P.P.S. If you want to make this argument, don’t map the rate of change. Map the level, minus the trend. Present that, then make the argument.
Productivity is output per labor hour. It doesn’t matter how many hours you have. The quantity of hours does not matter. Productivity looks at the quality of those hours.
After a recession the economy grows into that new quality of hours by increasing hours. That is after the growth spurt with increasing hours. That is when productivity gained through the recession will put real GDP onto a path toward a higher level of produvtive capacity.
You can do a search for my posts on the attactor level of productive capacity.
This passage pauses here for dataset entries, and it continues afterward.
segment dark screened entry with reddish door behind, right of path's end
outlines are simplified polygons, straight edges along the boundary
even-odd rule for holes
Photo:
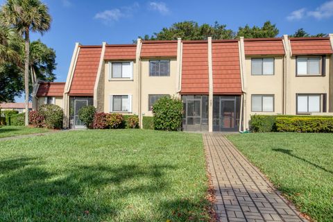
[[[241,96],[213,97],[213,131],[237,131],[241,112]]]

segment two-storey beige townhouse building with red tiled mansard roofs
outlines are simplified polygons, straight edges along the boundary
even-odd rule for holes
[[[184,105],[183,130],[238,131],[253,114],[332,114],[333,35],[239,40],[76,44],[66,83],[38,83],[33,108],[60,105],[65,126],[78,110],[136,114],[140,124],[164,95]]]

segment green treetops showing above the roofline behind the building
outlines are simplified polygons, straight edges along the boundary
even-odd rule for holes
[[[144,35],[139,38],[143,40],[177,40],[181,37],[182,40],[206,40],[207,37],[212,37],[213,40],[225,40],[234,39],[237,37],[246,38],[257,38],[257,37],[277,37],[279,34],[279,29],[275,24],[270,21],[264,22],[262,26],[252,26],[248,24],[246,26],[241,26],[238,31],[232,31],[232,29],[227,28],[225,24],[219,24],[215,22],[214,25],[202,24],[199,25],[198,22],[185,21],[177,22],[171,25],[169,28],[162,28],[158,33],[153,33],[153,35]],[[291,35],[293,37],[306,37],[306,36],[316,36],[323,37],[324,33],[318,33],[317,35],[309,35],[302,28],[298,29],[295,34]]]

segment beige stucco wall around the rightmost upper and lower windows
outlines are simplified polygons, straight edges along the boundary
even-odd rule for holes
[[[296,76],[296,57],[291,57],[291,69],[287,76],[286,114],[296,114],[296,94],[326,94],[330,107],[330,56],[325,58],[325,76]],[[331,77],[332,78],[332,77]],[[329,110],[327,110],[329,111]]]

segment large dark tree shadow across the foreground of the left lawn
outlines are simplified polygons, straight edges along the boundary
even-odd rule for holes
[[[174,169],[169,164],[61,169],[28,157],[4,160],[0,162],[0,221],[154,221],[133,213],[137,206],[128,207],[133,198],[149,202],[169,189],[164,171]],[[196,209],[196,203],[189,200],[152,201],[158,220],[168,219],[171,212],[180,212],[182,219]],[[128,217],[119,216],[124,212]]]

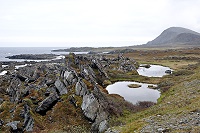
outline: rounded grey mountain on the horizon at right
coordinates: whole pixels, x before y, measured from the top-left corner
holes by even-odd
[[[181,27],[170,27],[146,45],[200,45],[200,33]]]

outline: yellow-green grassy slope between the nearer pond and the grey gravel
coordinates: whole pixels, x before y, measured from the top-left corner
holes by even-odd
[[[185,113],[198,110],[200,107],[200,65],[197,64],[197,66],[198,68],[193,70],[194,74],[172,76],[171,79],[168,79],[176,80],[176,82],[161,95],[157,105],[141,112],[130,113],[125,117],[115,118],[115,121],[125,123],[125,125],[118,126],[116,129],[122,133],[140,132],[142,127],[147,124],[144,119],[150,116],[166,114],[169,116],[182,116]],[[198,131],[199,129],[195,130]]]

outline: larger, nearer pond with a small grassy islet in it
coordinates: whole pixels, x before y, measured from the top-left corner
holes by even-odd
[[[129,88],[130,84],[139,84],[139,88]],[[157,102],[160,97],[160,92],[158,90],[148,88],[148,85],[138,82],[116,82],[112,85],[106,87],[109,94],[119,94],[124,97],[125,100],[136,104],[138,101],[151,101]]]

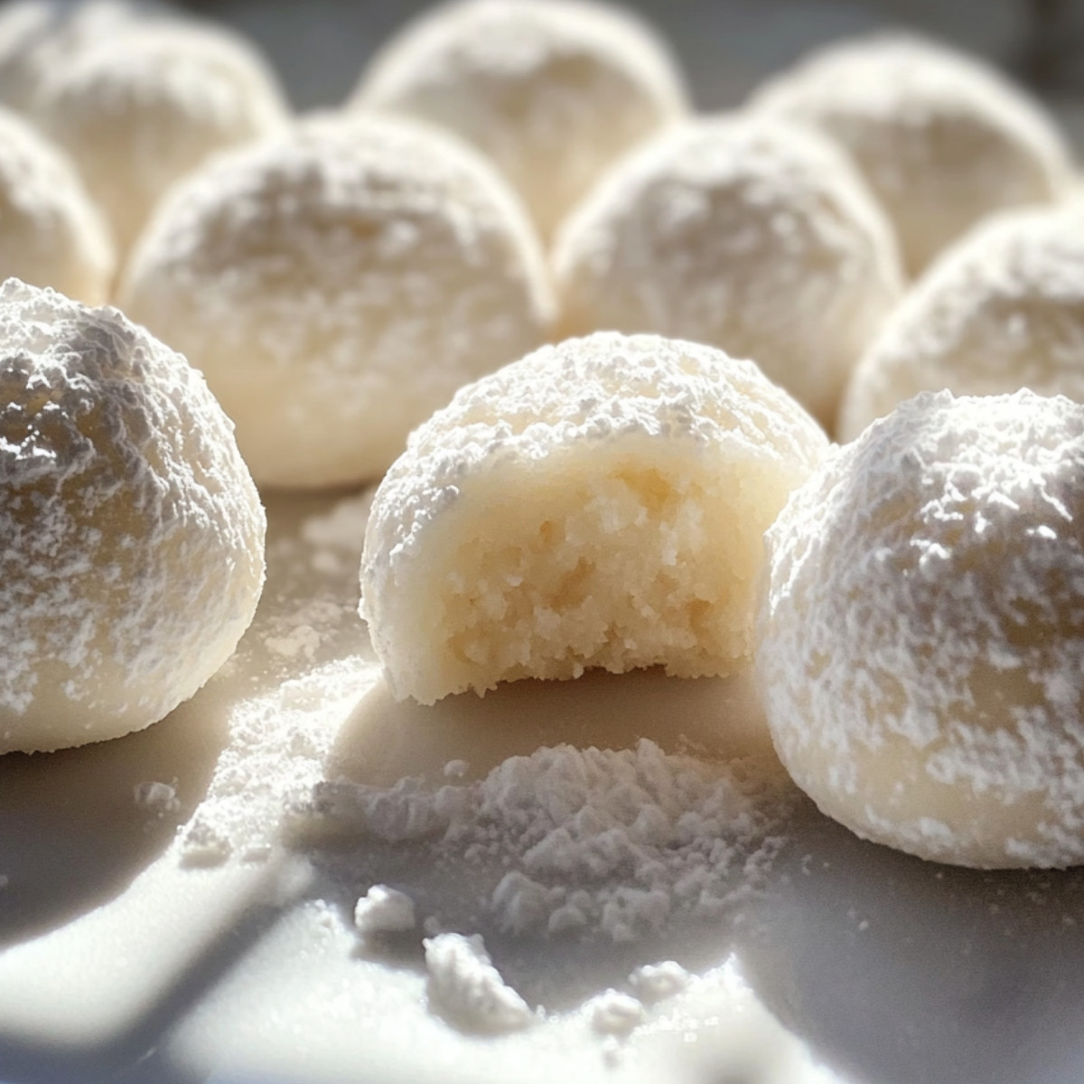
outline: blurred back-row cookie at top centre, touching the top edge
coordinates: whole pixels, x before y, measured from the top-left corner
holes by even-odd
[[[664,43],[579,0],[464,0],[410,23],[353,104],[446,126],[490,155],[549,237],[625,150],[687,112]]]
Or I can find the link.
But what evidence (real evidence) do you have that you need to throw people out of jobs (rather than attracting them into new ones) to do this?
Whats more, why do you need to do it all at once, when there are no new jobs to go to, rather than steadily as part of normal churn.
It is nice to have new readers at Angry Bear. I know it can be hard to remember everything in a comment and once it is up, you can not change a comment. Can you nest your posts please? A common tactic of trolls is to post comments in rapid succession thereby flooding a thread with (sometimes) meaningless comments. Thanks!